A small Italian randomized trial found that patients with advanced high-grade serous ovarian cancer who followed a short-term fasting protocol during neoadjuvant chemotherapy had lower insulin levels, higher pathologic complete response rates, and longer median progression-free survival compared with patients who continued a regular diet. The results are promising but early, and fasting during cancer treatment should only be considered under medical supervision.

Study Details

Advanced ovarian cancer remains difficult to treat, especially for patients who are not candidates for immediate surgery. Many patients first receive neoadjuvant chemotherapy, usually before interval debulking surgery. The goal is to shrink the cancer, improve the chance of complete surgery, and delay progression.

This study focused on a simple but biologically interesting idea: could reducing insulin and related growth signals make chemotherapy work better? Investigators hypothesized that short-term fasting may create a metabolic environment that is less supportive of tumor growth and more favorable for chemotherapy response.

Methodology

Researchers conducted a prospective, open-label, exploratory randomized trial in patients with newly diagnosed advanced high-grade serous ovarian cancer who were not suitable for primary cytoreductive surgery.

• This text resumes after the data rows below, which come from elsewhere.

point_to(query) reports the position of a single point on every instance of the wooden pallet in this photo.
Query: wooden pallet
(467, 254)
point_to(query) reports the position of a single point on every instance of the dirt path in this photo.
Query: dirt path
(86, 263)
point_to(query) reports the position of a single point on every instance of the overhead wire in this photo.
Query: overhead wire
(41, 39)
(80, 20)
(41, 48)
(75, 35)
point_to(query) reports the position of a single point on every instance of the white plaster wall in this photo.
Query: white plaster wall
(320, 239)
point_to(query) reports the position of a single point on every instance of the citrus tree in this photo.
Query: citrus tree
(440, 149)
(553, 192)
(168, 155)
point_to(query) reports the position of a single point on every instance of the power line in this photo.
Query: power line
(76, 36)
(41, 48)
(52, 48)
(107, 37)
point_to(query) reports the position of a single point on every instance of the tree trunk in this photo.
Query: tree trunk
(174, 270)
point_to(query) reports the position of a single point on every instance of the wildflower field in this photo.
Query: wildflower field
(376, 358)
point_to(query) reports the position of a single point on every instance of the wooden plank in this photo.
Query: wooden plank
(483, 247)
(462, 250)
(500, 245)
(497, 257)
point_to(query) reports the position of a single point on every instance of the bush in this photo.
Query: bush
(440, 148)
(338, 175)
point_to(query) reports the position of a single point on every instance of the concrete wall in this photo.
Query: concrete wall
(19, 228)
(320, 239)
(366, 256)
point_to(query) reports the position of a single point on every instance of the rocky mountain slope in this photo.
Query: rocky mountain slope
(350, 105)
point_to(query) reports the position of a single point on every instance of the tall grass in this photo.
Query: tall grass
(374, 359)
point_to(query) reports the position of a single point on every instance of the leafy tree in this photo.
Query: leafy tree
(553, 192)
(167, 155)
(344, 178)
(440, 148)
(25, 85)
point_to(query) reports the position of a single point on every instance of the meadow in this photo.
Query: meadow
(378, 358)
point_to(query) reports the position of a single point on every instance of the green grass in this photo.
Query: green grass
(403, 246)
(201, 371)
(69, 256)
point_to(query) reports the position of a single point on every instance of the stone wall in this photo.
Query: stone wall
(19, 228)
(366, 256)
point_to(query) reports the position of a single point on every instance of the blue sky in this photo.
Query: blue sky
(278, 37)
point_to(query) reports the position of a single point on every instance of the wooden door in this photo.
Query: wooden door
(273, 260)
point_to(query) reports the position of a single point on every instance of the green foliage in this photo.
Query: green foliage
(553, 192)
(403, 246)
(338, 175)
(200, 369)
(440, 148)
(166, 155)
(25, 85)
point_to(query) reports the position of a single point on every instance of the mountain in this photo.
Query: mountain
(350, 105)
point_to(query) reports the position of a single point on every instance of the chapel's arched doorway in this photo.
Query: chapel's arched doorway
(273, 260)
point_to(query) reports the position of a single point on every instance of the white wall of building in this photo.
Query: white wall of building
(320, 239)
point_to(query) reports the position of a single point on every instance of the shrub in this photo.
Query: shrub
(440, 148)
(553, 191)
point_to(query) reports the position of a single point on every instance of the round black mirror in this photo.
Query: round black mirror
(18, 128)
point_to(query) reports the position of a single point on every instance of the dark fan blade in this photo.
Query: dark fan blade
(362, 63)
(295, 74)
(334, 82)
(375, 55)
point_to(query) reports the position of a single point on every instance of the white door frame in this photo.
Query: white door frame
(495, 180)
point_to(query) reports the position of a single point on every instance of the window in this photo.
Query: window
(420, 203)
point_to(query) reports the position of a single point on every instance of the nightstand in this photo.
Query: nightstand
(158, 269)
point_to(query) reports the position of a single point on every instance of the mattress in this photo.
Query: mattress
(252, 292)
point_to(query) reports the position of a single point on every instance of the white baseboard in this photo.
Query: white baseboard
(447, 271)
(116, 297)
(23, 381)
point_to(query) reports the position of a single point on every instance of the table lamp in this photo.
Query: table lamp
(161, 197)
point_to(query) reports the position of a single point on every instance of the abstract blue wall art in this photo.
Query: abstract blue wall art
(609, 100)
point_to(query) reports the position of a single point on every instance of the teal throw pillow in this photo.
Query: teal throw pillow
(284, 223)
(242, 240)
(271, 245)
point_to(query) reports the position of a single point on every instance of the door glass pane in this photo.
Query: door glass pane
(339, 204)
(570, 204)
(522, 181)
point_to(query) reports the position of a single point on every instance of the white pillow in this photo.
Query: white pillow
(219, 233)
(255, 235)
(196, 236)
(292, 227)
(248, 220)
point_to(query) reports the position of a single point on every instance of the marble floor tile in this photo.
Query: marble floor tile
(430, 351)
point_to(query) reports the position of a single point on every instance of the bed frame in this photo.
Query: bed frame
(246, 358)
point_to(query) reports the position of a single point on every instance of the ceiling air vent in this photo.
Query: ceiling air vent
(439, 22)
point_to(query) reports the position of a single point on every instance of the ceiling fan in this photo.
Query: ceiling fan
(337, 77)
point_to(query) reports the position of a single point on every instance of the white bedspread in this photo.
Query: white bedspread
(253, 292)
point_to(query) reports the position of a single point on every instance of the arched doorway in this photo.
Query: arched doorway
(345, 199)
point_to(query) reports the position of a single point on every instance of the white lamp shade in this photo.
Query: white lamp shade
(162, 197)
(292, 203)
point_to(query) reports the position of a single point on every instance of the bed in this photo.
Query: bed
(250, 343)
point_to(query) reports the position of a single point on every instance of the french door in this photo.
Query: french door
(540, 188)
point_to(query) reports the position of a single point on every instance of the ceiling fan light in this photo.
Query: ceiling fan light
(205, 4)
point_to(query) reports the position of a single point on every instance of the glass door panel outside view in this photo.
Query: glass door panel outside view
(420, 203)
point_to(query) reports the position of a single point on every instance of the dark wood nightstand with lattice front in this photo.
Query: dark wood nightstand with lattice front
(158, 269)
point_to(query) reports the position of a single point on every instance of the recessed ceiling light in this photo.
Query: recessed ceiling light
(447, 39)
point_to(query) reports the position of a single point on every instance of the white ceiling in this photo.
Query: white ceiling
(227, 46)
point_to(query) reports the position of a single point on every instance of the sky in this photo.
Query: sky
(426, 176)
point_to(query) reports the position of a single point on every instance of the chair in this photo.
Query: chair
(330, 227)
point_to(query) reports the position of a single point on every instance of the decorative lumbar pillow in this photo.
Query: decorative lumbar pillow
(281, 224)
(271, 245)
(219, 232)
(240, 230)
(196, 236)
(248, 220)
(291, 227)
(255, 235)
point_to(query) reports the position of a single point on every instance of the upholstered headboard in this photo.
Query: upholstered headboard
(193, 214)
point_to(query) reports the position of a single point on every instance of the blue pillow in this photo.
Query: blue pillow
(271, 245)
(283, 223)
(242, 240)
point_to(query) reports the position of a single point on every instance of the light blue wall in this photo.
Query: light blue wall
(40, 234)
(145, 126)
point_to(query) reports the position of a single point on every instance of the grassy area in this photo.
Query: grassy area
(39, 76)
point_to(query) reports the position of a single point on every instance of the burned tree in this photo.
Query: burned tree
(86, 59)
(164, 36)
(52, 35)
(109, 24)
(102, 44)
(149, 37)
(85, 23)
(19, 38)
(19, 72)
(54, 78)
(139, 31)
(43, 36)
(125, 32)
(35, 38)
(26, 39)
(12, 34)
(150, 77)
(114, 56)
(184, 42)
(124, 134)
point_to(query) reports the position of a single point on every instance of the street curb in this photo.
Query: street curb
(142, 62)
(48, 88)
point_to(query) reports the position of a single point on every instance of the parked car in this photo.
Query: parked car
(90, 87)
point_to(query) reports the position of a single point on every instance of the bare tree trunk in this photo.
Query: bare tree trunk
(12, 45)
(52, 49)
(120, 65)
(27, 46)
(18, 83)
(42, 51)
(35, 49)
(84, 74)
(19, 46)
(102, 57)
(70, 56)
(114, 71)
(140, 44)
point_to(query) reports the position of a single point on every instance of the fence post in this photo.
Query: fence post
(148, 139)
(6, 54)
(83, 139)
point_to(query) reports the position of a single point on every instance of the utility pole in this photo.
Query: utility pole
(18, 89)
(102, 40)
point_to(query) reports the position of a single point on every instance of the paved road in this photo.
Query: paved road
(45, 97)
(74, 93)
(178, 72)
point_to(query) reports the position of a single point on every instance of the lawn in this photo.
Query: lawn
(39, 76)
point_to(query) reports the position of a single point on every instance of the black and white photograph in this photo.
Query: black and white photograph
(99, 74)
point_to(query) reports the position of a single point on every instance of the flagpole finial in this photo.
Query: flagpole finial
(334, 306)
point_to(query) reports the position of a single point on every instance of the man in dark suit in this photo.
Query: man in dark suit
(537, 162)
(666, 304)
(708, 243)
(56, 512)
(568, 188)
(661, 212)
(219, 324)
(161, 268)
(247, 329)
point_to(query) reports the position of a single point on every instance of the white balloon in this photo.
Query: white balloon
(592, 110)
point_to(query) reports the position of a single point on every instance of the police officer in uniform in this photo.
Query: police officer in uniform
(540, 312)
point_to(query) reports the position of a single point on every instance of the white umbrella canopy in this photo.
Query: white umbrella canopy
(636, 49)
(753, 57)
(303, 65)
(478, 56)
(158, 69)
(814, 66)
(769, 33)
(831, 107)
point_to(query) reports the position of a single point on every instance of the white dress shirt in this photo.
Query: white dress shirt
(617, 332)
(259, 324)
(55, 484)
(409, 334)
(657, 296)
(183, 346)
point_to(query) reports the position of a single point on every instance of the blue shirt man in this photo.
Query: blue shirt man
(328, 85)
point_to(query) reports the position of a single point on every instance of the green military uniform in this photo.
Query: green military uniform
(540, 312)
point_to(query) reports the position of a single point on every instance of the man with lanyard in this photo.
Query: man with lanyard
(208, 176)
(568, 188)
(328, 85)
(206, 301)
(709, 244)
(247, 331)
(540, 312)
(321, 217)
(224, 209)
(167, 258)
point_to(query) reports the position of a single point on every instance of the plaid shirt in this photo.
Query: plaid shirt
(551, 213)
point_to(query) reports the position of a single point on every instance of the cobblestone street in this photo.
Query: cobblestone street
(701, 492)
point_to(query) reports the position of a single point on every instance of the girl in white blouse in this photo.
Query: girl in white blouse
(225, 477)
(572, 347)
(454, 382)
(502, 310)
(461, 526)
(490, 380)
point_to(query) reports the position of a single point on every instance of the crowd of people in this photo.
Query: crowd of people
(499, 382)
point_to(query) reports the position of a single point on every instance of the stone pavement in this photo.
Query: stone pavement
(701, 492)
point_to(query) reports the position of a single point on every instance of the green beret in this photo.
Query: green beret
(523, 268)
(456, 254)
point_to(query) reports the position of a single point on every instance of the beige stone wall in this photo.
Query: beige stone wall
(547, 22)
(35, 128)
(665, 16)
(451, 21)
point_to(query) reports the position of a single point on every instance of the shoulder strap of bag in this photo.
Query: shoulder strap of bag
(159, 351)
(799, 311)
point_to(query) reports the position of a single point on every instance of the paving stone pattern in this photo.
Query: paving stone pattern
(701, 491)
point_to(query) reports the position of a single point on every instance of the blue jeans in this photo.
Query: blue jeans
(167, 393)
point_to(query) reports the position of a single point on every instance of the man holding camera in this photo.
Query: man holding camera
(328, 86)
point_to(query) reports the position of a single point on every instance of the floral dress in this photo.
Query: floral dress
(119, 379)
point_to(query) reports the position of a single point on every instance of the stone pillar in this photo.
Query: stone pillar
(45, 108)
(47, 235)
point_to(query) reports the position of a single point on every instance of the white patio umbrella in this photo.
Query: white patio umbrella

Patients in the fasting group began fasting 36 hours before each chemotherapy cycle and continued until 24 hours after chemotherapy. During that fasting window, they consumed about 350 calories per day, with water, herbal tea, vegetable juice, and small amounts of light vegetable broth. Between chemotherapy cycles, they returned to their regular diet. Patients in the control group continued their regular diet throughout treatment.

The primary endpoint was the change in mean insulin levels, measured during the neoadjuvant chemotherapy period. Patients received three chemotherapy cycles at 21-day intervals.

Key Findings

• Lower insulin levels: At the end of neoadjuvant chemotherapy, insulin levels were significantly lower in the fasting group than in the regular-diet group.

• Higher pathologic complete response: The fasting group had a pathologic complete response rate of 58.8%, compared with 17.6% in the control group.

• Longer progression-free survival: Median progression-free survival was 38 months in the fasting group versus 24 months in the control group.

• Tolerability looked reasonable but needs caution: Overall chemotherapy toxicity did not differ significantly between groups, although grade 3/4 hematologic toxicity was numerically higher in the fasting group.

• Possible immune effect: Translational analyses suggested better anticancer immune activity in the fasting group, including lower levels of suppressor granulocytes and monocytes.

Implications for Practice

For patients, this study is important because it points to a low-cost supportive strategy that may improve chemotherapy response. But the most important practical message is caution. Cancer treatment is already physically demanding, and fasting can be risky for some patients, especially those with frailty, diabetes, poor nutrition, low body weight, kidney disease, or treatment-related nausea. This should not be attempted without an oncology team and nutrition support.

For healthcare providers, the study adds to a growing interest in metabolic modulation during cancer therapy. The signal is clinically meaningful, but the evidence remains early because this was a small pilot trial with 36 adherent patients in the final analysis. The findings should be viewed as hypothesis-generating until larger randomized multicenter trials confirm whether the benefit is real, reproducible, and safe across broader ovarian cancer populations.

The larger idea is not that fasting is a replacement for chemotherapy. It is that metabolic timing around chemotherapy may eventually become part of a more personalized supportive-care strategy. If confirmed, this could be especially relevant because it does not depend on a new expensive drug and may be feasible across many treatment settings.